Task #8069
closedInvestigate potential bottleneck on storage/CEPH at DCL
Added by Timothée Floure over 4 years ago. Updated 11 months ago.
0%
Updated by Timothée Floure over 4 years ago
Our hardware:
- RAID controllers: perc h700, perc h800
- Technical manual: https://www.dell.com/learn/us/en/04/shared-content~data-sheets/documents~perc-technical-guidebook.pdf
- 2x4 ports, 6GB SAS 2.0, x8 PCIe 2.0
- 512M to 1GB cache, 800MHz DDR2
- IO load balacing on H800, not on h700 <- how does it work, is it significant? - Each server has dual 10Gbps connectivity.
- Arista switches: 7050s
- Datasheet: https://www.arista.com/assets/data/pdf/Datasheets/7050S_Datasheet.pdf
- 52 x 1/10GbE SFP
- 4GB RAM, Dual-core x86 CPU
- '1.04 Tbps'
- 9MB Dynamic Buffer Allocation - Cables?
- Disks?
Updated by Nico Schottelius over 4 years ago
Some questions we should be able to answer:
Real scenarios¶
NOTE: assuming all disks running at 'full speed'.

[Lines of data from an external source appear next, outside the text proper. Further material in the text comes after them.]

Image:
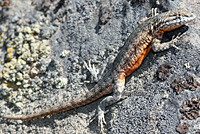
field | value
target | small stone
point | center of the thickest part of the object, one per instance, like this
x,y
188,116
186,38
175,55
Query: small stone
x,y
27,30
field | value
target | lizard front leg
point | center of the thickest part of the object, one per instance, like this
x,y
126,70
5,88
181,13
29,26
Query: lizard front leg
x,y
118,88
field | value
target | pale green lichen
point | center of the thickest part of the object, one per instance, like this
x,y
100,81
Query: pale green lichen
x,y
60,82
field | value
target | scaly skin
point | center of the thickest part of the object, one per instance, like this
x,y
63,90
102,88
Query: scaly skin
x,y
146,36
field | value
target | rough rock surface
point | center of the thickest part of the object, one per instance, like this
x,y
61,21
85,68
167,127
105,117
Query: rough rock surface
x,y
95,30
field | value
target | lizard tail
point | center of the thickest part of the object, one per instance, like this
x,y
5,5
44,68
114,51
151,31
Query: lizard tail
x,y
82,100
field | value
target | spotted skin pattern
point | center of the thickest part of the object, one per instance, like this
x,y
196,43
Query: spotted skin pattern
x,y
146,36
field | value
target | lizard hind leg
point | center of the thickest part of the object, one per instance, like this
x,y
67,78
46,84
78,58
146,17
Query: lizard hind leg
x,y
109,100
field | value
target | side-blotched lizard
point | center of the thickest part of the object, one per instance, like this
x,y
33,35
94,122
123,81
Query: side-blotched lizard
x,y
146,36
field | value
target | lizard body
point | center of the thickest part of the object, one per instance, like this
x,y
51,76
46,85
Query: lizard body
x,y
146,36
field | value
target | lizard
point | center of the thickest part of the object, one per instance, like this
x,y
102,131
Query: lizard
x,y
145,37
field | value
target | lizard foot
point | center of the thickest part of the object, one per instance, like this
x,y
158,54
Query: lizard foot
x,y
101,120
94,72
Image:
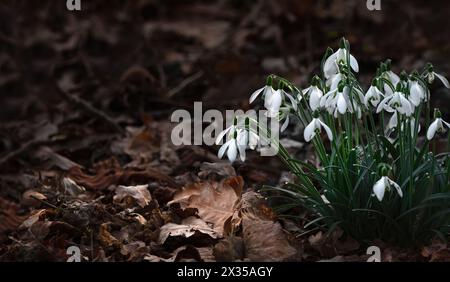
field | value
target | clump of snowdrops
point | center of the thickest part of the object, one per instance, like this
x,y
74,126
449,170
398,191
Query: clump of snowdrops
x,y
379,176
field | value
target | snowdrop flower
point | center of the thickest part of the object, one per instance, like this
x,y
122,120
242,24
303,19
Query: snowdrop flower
x,y
373,96
237,143
437,126
395,102
314,94
417,93
273,99
385,183
314,127
331,65
393,123
431,75
334,80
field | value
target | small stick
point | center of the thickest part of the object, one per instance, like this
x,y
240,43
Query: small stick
x,y
91,109
24,148
184,84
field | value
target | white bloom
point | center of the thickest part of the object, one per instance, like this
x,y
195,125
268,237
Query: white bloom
x,y
396,102
315,94
273,99
417,93
316,126
392,77
333,81
393,123
238,141
385,183
431,76
331,66
437,126
373,95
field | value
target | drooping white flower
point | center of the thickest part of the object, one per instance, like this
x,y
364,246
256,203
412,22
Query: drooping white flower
x,y
384,183
417,93
238,140
273,99
373,96
314,94
316,126
333,81
395,102
436,126
393,123
331,65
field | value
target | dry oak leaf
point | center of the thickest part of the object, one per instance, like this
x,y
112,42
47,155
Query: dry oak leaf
x,y
140,193
187,228
216,202
265,241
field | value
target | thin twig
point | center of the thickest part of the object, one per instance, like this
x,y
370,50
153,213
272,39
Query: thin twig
x,y
24,148
91,110
184,84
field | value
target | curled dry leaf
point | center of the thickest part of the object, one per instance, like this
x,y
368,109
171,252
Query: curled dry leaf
x,y
31,198
139,193
216,202
33,219
106,238
266,241
187,228
71,187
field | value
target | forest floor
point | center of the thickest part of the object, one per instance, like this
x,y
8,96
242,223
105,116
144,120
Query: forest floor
x,y
86,157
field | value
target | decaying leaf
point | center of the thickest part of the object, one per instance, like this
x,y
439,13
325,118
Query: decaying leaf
x,y
33,219
187,228
71,187
216,202
31,198
139,193
106,238
266,241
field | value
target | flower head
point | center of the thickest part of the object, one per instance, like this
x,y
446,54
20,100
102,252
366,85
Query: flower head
x,y
384,183
273,99
331,65
314,127
431,75
373,96
436,126
314,94
417,93
396,102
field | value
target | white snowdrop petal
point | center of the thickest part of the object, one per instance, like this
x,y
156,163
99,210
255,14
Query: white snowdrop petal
x,y
443,79
380,188
256,94
327,130
232,151
432,129
354,63
309,131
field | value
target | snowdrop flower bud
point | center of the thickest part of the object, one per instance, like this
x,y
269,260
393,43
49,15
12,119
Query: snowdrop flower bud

NOTE: big big unknown here is how the cache of the RAID controller behave.
NOTE: unknown IOPS limitations on raid controllers. <--- TODO, more important than bandwith!
- The R710 server has 8 disks slots (supposedly with a h700 controller). Given that we fully populate the server, what is the maximum bandwidth available per OSD running on that machine?
-> 4 GB/s from PCIe but 3GB/s for SATA -> 375 MB/s per disk modulo caching from RAID controller.
- The R815 has 6 disk slots (is that true? -> Balazs). Same question as above.
-> SAS 6GB/s but 3GB/s for SATA -> 500 MB/s per disk, module caching from RAID controller.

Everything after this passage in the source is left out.